Ernest van Wijland ( IRIF, Université Paris-Cité )

Among clustering objectives, k-Means is arguably the most well-known. Given a collection of points in a metric space, the goal is to partition them into k clusters, each with an associated center, so as to minimize the sum of squared distances of points to their cluster centers.
In this seminar, we go over our recent work, describing a polynomial-time 5.83-approximation algorithm for k-Means in general metrics.
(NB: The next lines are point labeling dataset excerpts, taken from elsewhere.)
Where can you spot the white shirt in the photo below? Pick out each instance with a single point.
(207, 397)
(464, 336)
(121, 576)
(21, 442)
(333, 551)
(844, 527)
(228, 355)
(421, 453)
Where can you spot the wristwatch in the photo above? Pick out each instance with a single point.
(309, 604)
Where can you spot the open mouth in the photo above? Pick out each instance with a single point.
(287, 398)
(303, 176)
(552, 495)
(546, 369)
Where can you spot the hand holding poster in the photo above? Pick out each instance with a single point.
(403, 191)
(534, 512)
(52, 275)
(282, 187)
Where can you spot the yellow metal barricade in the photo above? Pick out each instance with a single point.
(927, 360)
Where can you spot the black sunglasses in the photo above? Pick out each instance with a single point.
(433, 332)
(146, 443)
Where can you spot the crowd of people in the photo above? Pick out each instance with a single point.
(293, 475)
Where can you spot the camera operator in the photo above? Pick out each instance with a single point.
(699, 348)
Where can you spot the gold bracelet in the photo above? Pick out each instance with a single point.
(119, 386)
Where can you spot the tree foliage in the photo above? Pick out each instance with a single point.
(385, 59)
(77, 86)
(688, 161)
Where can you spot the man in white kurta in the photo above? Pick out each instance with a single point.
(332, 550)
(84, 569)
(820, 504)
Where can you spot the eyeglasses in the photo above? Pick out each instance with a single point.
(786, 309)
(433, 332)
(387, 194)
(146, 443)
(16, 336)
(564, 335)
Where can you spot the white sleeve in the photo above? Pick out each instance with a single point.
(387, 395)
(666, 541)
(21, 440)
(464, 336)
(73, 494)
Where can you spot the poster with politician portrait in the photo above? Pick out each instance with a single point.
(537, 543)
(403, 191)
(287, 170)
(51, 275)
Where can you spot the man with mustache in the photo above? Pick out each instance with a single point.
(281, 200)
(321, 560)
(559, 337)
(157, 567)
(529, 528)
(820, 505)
A natural approach for k-Means is to leverage Lagrangian Multiplier Preserving (LMP) approximations for the facility location problem.
The previous best results for k-Means build upon an adaptation of an LMP 3-approximation for facility location with metric connection costs in [Jain, Vazirani - J.ACM'01] based on a primal-dual method, rather than on the improved LMP greedy 2-approximation for the same problem in [Jain, Mahdian, Markakis, Saberi, Vazirani - J.ACM'03]. The barrier to using the improved LMP algorithm was that no adaptation of this algorithm and its analysis to the case of squared metric connection costs was known (since squared distances violate triangle inequality). We show how to overcome this barrier by providing such an adaptation and a way to apply it to k-Means.

This is joint work with Moses Charikar, Vincent Cohen-Addad, Ruiquan Gao, Fabrizio Grandoni and Euiwoong Lee.